Belgian beer news by email
CRAFT BREW NEWS
vol 2, no 29 June 17, 2011
Weekly News, Numbers and More About the Craft Beer World
Published by Beer Marketer’s INSIGHTS, Inc.
Gerry Khermouch just forwarded us this story which he penned for Beer Marketer’s INSIGHT. We sat down together over lunch a few weeks back at Fish Bar in Chicago (where you find Saison Dupont on tap) to discuss the import sector with this ace veteran reporter on the beer scene:
Pioneering Importer Vanberg & DeWulf Reinvents Biz as Belgian Beer Styles Grow Familiar
Along with Charles Finkel of Seattle’s Merchant du Vin, Don Feinberg and Wendy Littlefield can claim to be pioneers over the past 3 decades in bringing awareness of Belgium’s rich beer heritage to American palates. They brought in Duvel, now viewed as classic, and struck relationship with Dupont about a month before family planned to discontinue brewing Saison Dupont, now viewed globally as yardstick for style. The couple, who over years have moved their Vanberg & DeWulf import biz from New York to Cooperstown (where they established and for a while operated Belgian-style Ommegang brewery) and then to Chicago, will celebrate their 30th anniversary as Belgian beer importers and evangelists on Nov 15 – King’s Day in Belgium. “But the year-long salute to us starts now,” Wendy grinned during recent visit by CBN in Chicago.

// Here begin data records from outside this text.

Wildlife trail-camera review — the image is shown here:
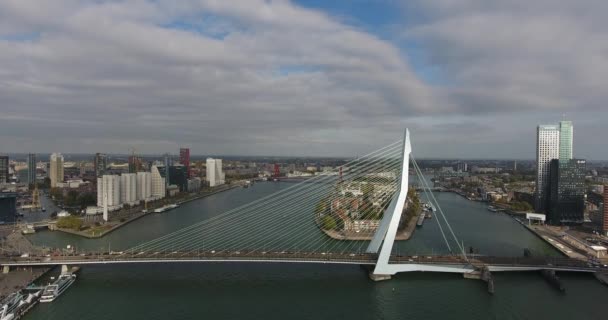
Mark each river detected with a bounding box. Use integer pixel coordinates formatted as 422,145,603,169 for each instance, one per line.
25,182,608,320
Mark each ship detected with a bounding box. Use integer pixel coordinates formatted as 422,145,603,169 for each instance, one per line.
40,273,76,302
154,203,179,213
0,292,23,320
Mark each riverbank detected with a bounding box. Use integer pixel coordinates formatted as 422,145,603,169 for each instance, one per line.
321,212,418,241
51,185,240,239
0,267,52,300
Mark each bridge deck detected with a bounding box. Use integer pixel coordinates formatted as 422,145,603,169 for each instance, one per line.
0,251,598,272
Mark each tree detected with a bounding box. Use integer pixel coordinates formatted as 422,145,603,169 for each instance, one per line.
321,216,338,230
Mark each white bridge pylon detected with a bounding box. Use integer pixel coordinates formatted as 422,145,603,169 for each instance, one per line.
367,129,473,280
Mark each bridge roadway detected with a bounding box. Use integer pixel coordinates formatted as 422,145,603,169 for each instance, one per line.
0,251,605,273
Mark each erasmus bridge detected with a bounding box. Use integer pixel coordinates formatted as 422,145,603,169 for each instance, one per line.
0,129,597,280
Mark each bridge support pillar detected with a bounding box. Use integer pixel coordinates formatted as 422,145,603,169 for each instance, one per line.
369,271,391,282
61,264,70,274
462,267,494,294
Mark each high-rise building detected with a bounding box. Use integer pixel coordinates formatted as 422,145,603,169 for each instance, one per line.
179,148,190,178
94,153,108,177
534,125,559,212
547,159,586,224
165,153,173,189
120,173,137,204
557,121,574,161
97,174,121,207
137,171,152,200
0,156,8,183
169,166,188,192
0,192,17,223
150,166,167,198
129,155,142,173
602,186,608,235
207,158,225,187
27,153,36,184
49,153,63,188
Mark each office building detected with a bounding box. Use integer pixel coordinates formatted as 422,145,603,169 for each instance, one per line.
0,156,9,184
0,192,17,223
137,172,152,200
120,173,137,204
556,121,574,161
164,153,173,189
168,166,188,192
547,159,587,224
27,153,36,184
534,125,559,212
97,174,121,207
188,177,202,192
129,155,142,173
179,148,191,178
93,153,108,177
150,166,167,198
49,153,63,188
207,158,225,187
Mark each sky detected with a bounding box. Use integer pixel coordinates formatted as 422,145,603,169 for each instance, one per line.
0,0,608,160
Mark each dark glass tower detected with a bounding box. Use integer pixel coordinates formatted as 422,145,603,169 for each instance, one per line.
547,159,587,224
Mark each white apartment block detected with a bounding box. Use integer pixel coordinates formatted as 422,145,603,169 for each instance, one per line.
97,175,121,207
120,173,137,204
150,166,166,198
137,172,152,200
207,158,226,187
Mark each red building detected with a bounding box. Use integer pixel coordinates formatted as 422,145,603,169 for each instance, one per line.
602,186,608,234
179,148,191,178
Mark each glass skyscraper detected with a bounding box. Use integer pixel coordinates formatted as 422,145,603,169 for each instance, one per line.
534,125,560,212
27,153,36,184
547,159,586,224
559,121,574,162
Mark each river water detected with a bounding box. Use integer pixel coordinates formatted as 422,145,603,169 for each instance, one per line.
25,182,608,320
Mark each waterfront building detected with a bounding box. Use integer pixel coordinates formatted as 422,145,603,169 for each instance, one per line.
547,159,587,224
97,174,121,207
534,125,559,212
27,153,36,184
602,187,608,235
0,156,9,184
93,153,108,177
150,166,167,198
0,192,17,223
207,158,226,187
179,148,191,178
49,153,63,188
129,155,142,173
557,121,574,161
120,173,137,204
187,177,202,192
169,166,188,192
137,172,152,200
164,153,173,190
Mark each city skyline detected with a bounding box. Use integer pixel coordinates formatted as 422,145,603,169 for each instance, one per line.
0,0,608,159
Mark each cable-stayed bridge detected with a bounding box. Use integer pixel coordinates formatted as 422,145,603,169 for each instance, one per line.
0,130,596,280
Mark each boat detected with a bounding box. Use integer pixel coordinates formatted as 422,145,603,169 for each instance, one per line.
40,273,76,302
154,203,179,213
416,213,426,227
0,292,24,320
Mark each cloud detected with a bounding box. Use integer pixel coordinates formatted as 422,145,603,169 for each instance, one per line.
0,0,446,154
0,0,608,158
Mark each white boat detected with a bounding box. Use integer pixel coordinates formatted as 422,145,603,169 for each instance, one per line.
0,293,23,320
40,273,76,302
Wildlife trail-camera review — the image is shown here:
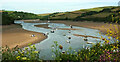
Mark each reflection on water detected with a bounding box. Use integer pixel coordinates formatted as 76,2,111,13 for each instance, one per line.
15,21,106,60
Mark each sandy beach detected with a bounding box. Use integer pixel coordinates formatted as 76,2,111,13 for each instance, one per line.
2,21,119,48
52,21,120,34
2,25,47,48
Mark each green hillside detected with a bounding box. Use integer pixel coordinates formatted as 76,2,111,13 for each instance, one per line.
0,10,41,25
39,6,120,22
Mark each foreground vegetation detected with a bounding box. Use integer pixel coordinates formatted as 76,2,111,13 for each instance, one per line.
51,22,120,62
0,6,120,25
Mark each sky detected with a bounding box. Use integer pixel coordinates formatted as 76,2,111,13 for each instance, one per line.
0,0,120,14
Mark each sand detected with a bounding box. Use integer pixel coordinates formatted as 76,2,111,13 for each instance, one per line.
52,21,120,34
2,25,47,48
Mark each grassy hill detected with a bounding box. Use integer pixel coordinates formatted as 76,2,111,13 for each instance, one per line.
0,10,40,25
39,6,120,22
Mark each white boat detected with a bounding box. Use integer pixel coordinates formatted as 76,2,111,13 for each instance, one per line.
86,41,93,44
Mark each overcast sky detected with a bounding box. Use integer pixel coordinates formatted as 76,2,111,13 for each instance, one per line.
0,0,119,14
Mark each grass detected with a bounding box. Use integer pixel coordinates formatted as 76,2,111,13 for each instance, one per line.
47,6,119,19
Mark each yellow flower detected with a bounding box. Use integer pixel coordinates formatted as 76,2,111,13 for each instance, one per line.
22,57,27,60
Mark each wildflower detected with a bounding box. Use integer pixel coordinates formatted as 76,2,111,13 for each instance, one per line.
16,56,20,59
33,51,38,53
25,47,28,50
22,57,27,60
59,45,63,49
62,51,65,54
102,38,105,40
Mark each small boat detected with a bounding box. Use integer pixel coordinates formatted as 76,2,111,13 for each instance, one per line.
50,30,54,33
66,40,70,43
68,36,71,39
86,42,93,44
84,38,88,41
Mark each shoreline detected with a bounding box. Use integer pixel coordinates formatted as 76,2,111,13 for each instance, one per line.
2,24,47,49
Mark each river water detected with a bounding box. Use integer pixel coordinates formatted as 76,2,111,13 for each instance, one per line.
15,21,106,60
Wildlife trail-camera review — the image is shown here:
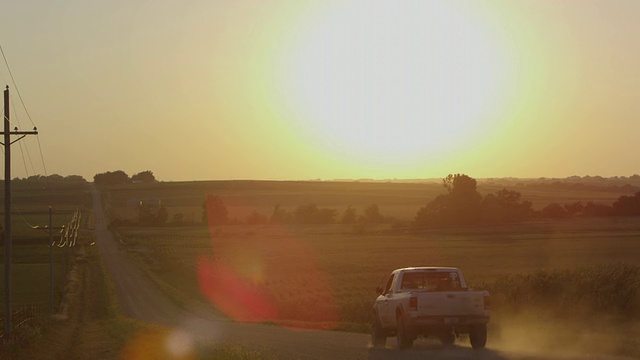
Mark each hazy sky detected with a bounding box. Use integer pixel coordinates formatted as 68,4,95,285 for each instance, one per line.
0,0,640,180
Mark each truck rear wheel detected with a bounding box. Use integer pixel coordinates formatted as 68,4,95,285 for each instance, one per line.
371,314,387,347
469,324,487,349
396,314,413,349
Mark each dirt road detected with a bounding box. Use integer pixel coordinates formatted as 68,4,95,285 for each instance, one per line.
93,189,636,360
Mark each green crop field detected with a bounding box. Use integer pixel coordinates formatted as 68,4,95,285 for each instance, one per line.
106,180,630,223
104,181,640,354
114,219,640,323
0,183,91,312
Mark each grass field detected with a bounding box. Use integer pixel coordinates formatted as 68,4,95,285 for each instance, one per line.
0,184,91,313
115,219,640,323
106,180,630,223
101,182,640,354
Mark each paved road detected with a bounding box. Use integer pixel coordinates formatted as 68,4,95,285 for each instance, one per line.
93,189,636,360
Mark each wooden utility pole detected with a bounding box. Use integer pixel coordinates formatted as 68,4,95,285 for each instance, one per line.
0,86,38,339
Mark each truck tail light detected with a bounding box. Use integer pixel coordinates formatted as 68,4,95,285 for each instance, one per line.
409,296,418,311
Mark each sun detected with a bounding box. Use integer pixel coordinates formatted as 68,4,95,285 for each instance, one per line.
282,0,510,174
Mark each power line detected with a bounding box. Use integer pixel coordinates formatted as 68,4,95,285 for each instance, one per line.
0,45,36,127
0,45,49,181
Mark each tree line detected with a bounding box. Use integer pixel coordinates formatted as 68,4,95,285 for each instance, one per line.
93,170,157,186
110,172,640,227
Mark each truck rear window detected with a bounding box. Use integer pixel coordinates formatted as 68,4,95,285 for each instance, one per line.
400,271,465,291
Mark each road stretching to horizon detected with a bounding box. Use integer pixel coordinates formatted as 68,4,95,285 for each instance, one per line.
93,187,636,360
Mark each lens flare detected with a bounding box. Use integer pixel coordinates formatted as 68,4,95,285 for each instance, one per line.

Yet if Don and Wendy are due a victory lap these days, they’re anything but complacent. Indeed, recent high profile of Belgian styles in US is forcing them to reinvent biz, in ways that illuminate surprising cross currents in global beer biz. In contrast to early days, when their role was simply to seek out the best example of every indigenous Belgian style and bring it into US, lately they’ve had to adopt more assertive role, guiding established Belgian brewers in what to brew and encouraging new blood. And they’ve finally had to turn their gaze beyond Belgium and France to craft frontiers like Italy, from whose Tuscany region they soon will bring in a Belgian-influenced brew called Contessa, their first from that country.
“When we started, we were students, we saw something that doesn’t exist” in US, recalled Don. “Now it’s a question of how to keep Belgium on its toes,” when creative energy is in US, Italy and Scandinavia. When V&D got started, he noted, 75% of Belgian beer was consumed domestically and 25% exported; now that ratio has reversed. That healthy-seeming trend disguises fact that Belgium’s beer scene is stagnant. “There’s a lot of mediocre stuff in Belgium today,” Feinberg said. “The issue is that Belgian beer has been totally universalized. It’s no longer weird: everyone does a tripel or a saison. They’re stuck between a rock and a hard place because they’re tradition-bound,” just like French vintners leapfrogged by New World creativity.
So Feinberg and Littlefield have taken it upon themselves to inject creativity into brewing there, in intriguing ways just turning up in US. Realizing that kombucha fermented tea that’s burgeoning in US employs similar Brettanomyces yeast to Belgian lambic ales, couple teamed with Wambeek brewer to create hybrid item called Lambrucha for US. “Two great yeast cultures, one great drink,” is how it’s positioned. At Dupont, which has offered no dark beers, they reached into vault to rediscover recipe for Monk’s Stout, not produced for 55 years. Given brewery’s yeast monoculture, the stout emerged with little of full body or sweetness associated with style, almost like quenching iced coffee, creating new flavor experience that at same time is steeped in past. And couple has moved aggressively into blending base lambics, creating their own Lambickx brand (from “Vanberg & Famille”) that promises both reliability but limitless variability depending on producer, region, kind of keg. They’ve lined up 2 production partners so far.
Not least, they’re cultivating new talent such as Anne-Catherine Dilewyns, 24-yr-old dynamo behind recently launched Brouwerij Dilewyns. Anne-Catherine, who decided to make a biz out of her dad’s homebrewing hobby, taught herself brewing and Italian (to communicate with brewery installation crew) and has turned heads with proprietary blend of Vicardin Tripel and Girardin Gueuze. When her beer was named beer-of-month at group of 41 bars in Holland, she made personal visit to each in just 4 days. That’s kind of energy V&D believe Belgium sorely needs. “For me, she’s the prototype for the future of Belgian brewing,” said Don. “She’s young, aggressive, knows that exports are vital – but plumbs her heritage.”
Thanks Gerry for a fun afternoon and an astute summary of a lengthy conversation!